Ivanishvili stated that while it is impossible to solve all problems at once, some problems only require political will to be settled. He vowed that after coming to power his political team would ensure the independence of the judiciary and police systems and exempt them from political influence. The times when criminal bosses were controlling the country will never return but we should also not allow the authorities to act like “thieves in law,” he said.
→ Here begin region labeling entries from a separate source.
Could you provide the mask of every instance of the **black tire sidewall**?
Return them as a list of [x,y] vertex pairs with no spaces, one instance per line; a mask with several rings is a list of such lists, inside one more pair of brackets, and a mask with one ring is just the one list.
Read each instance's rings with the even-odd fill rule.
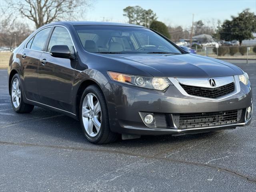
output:
[[[97,97],[98,101],[100,102],[100,109],[101,110],[101,122],[100,132],[95,137],[92,137],[88,135],[83,123],[82,109],[82,108],[83,102],[84,98],[87,94],[90,93],[94,94]],[[103,94],[101,92],[101,90],[99,88],[95,86],[90,86],[87,87],[83,93],[80,102],[79,108],[79,116],[81,126],[82,127],[84,134],[87,139],[92,143],[97,143],[100,140],[106,129],[109,128],[109,122],[108,116],[108,111],[106,108],[106,104],[104,98]]]
[[[12,83],[13,82],[13,81],[15,79],[17,79],[19,81],[19,82],[20,83],[20,105],[17,108],[15,108],[14,105],[13,105],[13,102],[12,101]],[[20,81],[20,76],[18,74],[15,74],[13,77],[12,77],[12,82],[11,82],[11,85],[10,87],[10,92],[11,93],[11,101],[12,103],[12,108],[13,109],[16,111],[16,112],[18,112],[20,111],[21,109],[22,105],[24,104],[23,102],[23,90],[22,89],[22,85],[21,85],[21,81]]]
Ivanishvili generally focused on internal affairs though he slightly touched upon foreign and reintegration policies as well. He said that Georgian Dream started the struggle to reunify the country to make it “a full-fledged and dignified” candidate for EU and NATO membership. This statement was likely made in an attempt to dismiss the speculations on his linkages to the Kremlin and to declare the continuation of the current Western course in Georgia’s foreign policy with Georgian Dream in power.
The absence of a detailed plan for dealing with the breakaway regions or manage the process of reunification prompted the critics of the coalition to attack its relatively clearly defined socioeconomic agenda. The former Economy Minister Kakha Bendukidze, who laid down Georgia’s liberal economic policy after the Rose Revolution, claims that the economic priorities proposed by the Coalition are unfeasible and largely based on pure populism.
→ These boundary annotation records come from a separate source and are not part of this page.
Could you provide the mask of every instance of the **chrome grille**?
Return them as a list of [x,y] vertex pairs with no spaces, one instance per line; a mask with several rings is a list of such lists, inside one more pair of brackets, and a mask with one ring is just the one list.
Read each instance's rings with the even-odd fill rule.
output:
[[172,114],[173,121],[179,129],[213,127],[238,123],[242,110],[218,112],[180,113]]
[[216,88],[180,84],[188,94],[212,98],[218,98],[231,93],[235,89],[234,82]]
The health insurance packages for every Georgian citizen, the increase in monthly pensions and the investments in the agricultural sector will need another GEL 2.4 billion that cannot be added to the budget without deepening the deficit, which would in turn cause inflation and increased consumer prices, Bendukidze told Russian Daily Kommersant on June 18.
At present, the government provides targeted assistance for those who are socially vulnerable. This group is not limited to retirees, hence the increase in pensions will not directly address the needs of all those belonging to the vulnerable category. Another important factor is that the aid the government allocates for these people amounts to only GEL 24 (US$ 15) per month. Therefore, from Bendukidze’s standpoint, if Ivanishvili wants to improve the conditions of poor people, it is reasonable to continue the targeted assistance and increase the amounts paid rather than making uncalculated and irrational promises for increased pensions and health insurance packages.
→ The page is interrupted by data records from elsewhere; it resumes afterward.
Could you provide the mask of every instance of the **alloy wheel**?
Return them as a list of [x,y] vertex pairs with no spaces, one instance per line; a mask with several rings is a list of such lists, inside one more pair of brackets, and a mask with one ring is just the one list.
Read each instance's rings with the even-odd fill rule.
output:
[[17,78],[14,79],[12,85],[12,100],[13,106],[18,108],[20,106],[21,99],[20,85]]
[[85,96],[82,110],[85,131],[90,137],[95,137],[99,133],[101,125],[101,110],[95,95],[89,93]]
In response to Bendukidze’s interview, the Republican Party leader Davit Berdzenishvili said that the promises of Georgian Dream are realistic as Ivanishvili has a lot of money and will be able to establish various funds in order to raise pensions and provide interest-free credit for farmers.
Although the coalition’s political agenda lacks articulation, the proposed priorities would imply increased state interventions into the market and subsidies for certain economic sectors. Such an approach encourages protectionism to the detriment of the economic competitiveness.